L’été, saison des feuilles mortes (Troyes épisode 8)
L’été meurt à son tour, puisque tout doit mourir.
Parmi les trépassées de la belle saison défunte, deux femmes n’avaient strictement rien en commun sinon une seule chose, fondamentale : je les aimais bien. Fondamentale car, comme tout le monde le sait depuis Protagoras, la mesure de toute chose, c’est moi.
Agota Kristof est finalement morte le 27 juillet. Littérairement, elle l’était déjà depuis bien longtemps, quinze ans environ, et cela la rend encore plus fascinante, énigmatique. Bien qu’écrivain exceptionnel, elle n’avait jamais été, à proprement parler, « un écrivain » : Agota Kristof a seulement écrit. Ce n’est pas la même chose, être et faire, c’est même très différent. Puis, une fois écrit tout ce qu’elle avait à écrire, elle était très simplement, très naturellement tarie et n’a plus rien écrit. Parvenue à une absence de désir, c’est-à-dire au Nirvana, elle a cessé plutôt que de faire semblant. Il en existe peu sur ce modèle. Georges Hyvernaud, peut-être ? Alors qu’un « écrivain », un vrai, eût cherché un « nouveau sujet », puis aurait écrit, puis aurait publié, peut-être lors de la rentrée littéraire, puis aurait donné des entretiens… et ainsi de suite, en rond. Elle, non. Au diable les saisons et les rentrées littéraires, elle avait terminé, baste. Reste son œuvre, météorique. J’avoue sans barguigner l’influence du Grand cahier sur mon premier roman.

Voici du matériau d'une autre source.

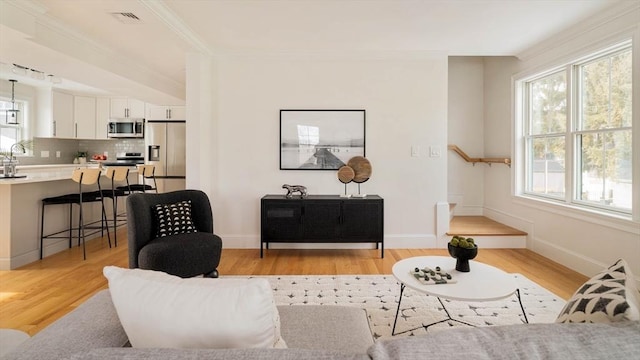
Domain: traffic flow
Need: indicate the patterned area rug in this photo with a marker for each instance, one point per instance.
(378, 295)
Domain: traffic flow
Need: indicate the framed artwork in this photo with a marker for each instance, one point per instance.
(320, 139)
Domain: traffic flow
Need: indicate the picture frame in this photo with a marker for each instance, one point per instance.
(320, 139)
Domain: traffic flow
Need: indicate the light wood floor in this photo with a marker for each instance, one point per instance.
(37, 294)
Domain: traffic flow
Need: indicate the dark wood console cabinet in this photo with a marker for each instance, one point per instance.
(322, 219)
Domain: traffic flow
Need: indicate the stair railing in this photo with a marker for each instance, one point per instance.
(467, 158)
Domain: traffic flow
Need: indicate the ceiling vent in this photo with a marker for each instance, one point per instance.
(126, 17)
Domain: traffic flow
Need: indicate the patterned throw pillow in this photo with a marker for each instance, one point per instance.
(174, 219)
(607, 297)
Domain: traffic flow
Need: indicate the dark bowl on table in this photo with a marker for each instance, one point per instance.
(462, 256)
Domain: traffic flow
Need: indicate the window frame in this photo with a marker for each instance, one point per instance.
(570, 202)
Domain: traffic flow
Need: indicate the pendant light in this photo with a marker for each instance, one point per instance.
(12, 115)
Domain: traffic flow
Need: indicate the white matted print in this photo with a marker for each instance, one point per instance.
(320, 139)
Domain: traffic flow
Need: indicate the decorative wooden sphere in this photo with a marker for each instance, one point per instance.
(362, 168)
(346, 174)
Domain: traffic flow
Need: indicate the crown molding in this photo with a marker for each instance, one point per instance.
(611, 15)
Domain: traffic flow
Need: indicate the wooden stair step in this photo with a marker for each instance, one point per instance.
(480, 226)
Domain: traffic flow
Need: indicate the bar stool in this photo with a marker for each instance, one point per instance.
(117, 174)
(84, 177)
(148, 174)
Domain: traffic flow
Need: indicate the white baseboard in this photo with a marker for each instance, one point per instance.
(468, 210)
(582, 264)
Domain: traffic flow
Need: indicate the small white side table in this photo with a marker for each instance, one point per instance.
(482, 283)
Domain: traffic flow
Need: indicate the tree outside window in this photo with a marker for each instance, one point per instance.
(599, 126)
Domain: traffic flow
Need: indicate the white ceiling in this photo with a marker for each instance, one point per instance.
(81, 41)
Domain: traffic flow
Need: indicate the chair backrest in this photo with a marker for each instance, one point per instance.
(147, 171)
(142, 222)
(117, 173)
(86, 176)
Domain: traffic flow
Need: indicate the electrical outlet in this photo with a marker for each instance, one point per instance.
(434, 151)
(415, 150)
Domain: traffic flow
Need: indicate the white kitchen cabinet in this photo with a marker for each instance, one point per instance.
(103, 112)
(158, 112)
(62, 111)
(84, 116)
(127, 108)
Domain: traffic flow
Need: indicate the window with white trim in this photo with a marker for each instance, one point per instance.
(576, 127)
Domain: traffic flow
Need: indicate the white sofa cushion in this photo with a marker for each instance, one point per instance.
(161, 310)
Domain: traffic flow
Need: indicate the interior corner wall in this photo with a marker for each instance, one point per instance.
(202, 124)
(465, 129)
(406, 107)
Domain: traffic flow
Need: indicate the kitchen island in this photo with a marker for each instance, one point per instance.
(20, 211)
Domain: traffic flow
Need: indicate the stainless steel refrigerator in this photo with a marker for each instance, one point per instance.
(165, 145)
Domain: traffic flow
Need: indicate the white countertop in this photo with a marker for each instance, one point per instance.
(44, 173)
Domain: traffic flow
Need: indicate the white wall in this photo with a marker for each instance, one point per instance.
(581, 241)
(406, 104)
(465, 129)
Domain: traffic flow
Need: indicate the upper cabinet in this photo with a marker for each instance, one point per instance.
(157, 112)
(103, 112)
(84, 116)
(62, 114)
(127, 108)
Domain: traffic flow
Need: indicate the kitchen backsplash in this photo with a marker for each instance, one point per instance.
(68, 149)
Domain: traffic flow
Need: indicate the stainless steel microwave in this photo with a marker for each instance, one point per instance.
(126, 128)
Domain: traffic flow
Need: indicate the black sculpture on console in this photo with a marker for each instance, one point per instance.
(295, 188)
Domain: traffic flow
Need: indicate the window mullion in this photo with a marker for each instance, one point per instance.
(572, 112)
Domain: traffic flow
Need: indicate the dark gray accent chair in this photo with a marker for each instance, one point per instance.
(184, 255)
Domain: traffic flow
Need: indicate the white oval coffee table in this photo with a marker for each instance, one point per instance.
(483, 283)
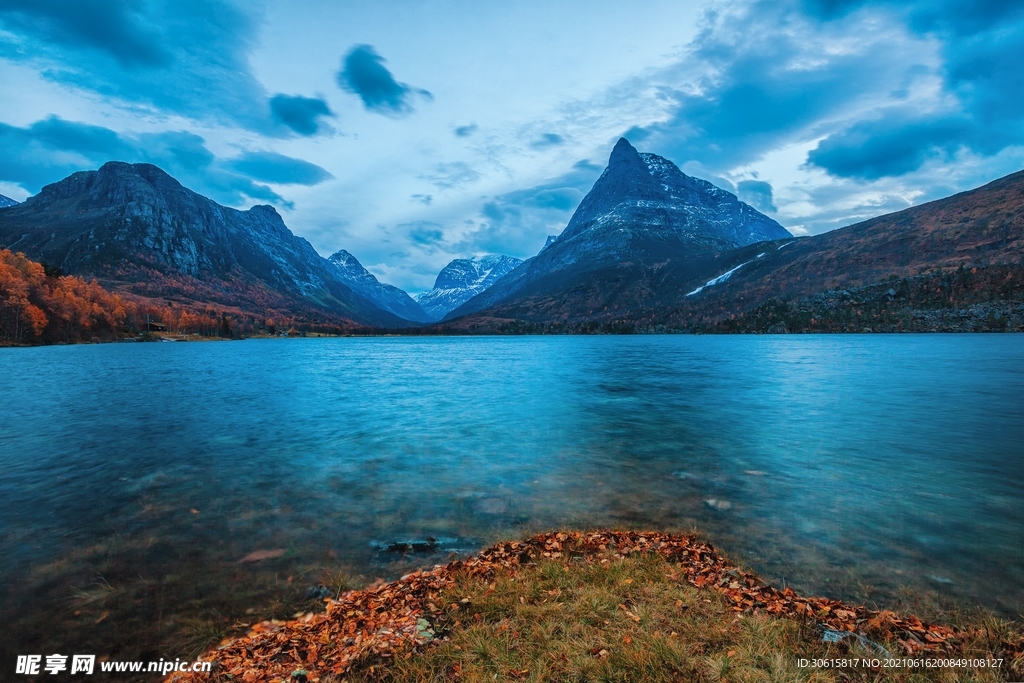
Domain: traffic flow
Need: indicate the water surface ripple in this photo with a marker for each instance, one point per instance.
(852, 466)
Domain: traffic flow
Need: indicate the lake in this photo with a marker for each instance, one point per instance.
(135, 477)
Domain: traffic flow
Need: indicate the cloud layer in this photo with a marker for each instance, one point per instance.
(52, 148)
(364, 73)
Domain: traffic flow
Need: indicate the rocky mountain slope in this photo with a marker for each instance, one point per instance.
(462, 280)
(138, 229)
(955, 263)
(641, 210)
(388, 297)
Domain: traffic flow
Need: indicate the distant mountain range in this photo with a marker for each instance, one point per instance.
(137, 229)
(387, 297)
(648, 249)
(652, 249)
(643, 211)
(462, 280)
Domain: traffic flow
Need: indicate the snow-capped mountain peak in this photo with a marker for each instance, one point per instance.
(463, 279)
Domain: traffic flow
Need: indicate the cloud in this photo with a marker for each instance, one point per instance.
(300, 114)
(365, 74)
(758, 194)
(424, 232)
(188, 57)
(978, 104)
(518, 223)
(271, 167)
(763, 75)
(449, 176)
(53, 148)
(120, 30)
(894, 144)
(547, 140)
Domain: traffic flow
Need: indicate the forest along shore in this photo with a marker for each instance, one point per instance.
(623, 605)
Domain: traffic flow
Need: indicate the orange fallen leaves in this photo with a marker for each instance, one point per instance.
(386, 620)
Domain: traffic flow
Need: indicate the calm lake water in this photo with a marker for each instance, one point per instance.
(134, 477)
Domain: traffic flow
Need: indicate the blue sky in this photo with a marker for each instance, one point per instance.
(413, 133)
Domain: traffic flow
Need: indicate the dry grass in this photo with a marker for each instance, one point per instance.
(623, 620)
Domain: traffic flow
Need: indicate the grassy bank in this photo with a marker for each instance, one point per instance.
(607, 606)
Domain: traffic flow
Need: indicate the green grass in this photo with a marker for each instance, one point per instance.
(624, 620)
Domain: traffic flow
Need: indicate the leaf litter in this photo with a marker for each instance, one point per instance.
(394, 619)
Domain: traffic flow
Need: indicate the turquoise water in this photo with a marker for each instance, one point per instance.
(859, 467)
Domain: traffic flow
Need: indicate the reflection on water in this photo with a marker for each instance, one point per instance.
(843, 465)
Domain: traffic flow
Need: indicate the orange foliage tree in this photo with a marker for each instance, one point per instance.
(38, 308)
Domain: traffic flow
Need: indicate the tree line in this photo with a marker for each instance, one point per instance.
(41, 305)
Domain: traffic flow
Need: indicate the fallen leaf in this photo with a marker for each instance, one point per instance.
(259, 555)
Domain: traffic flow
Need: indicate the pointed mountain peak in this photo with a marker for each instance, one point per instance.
(342, 257)
(624, 153)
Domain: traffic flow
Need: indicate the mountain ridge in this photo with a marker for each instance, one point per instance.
(977, 232)
(135, 227)
(463, 279)
(641, 208)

Amy Winehouse est brusquement morte le 23 juillet, la même semaine. Elle, au contraire, et malgré ce qu’en disait les tabloïds, était loin d’être finie, elle était à peine commencée, deux albums seulement, presque rien, mais s’était usée à toute vitesse, déchiré l’âme avec la voix parce que c’était la même chose, et la chute était sans retour, aucune rehab possible (un peu comme chez un autre balayé de l’été). Elle, si ça se trouve, aurait pu continuer tellement longtemps, évoluer, changer, rater, rater mieux, recommencer. Est-ce que cela rend sa mort encore plus triste que celle de Mme Kristof ? Je ne sais pas, une mort, qu’elle dure deux minutes ou quinze ans, est toujours triste. La vieille jeune et la jeune vieillarde, l’Anglaise et l’apatride, au bout du compte on se retrouve à dire de l’une la même chose que de l’autre : reste son œuvre, météorique. Restent toujours les œuvres qu’on prend dans la figure en météores, et heureusement, pour nous consoler de l’automne sans fin de nos existences, au fil des jours qui s’allongent et raccourcissent et recommencent.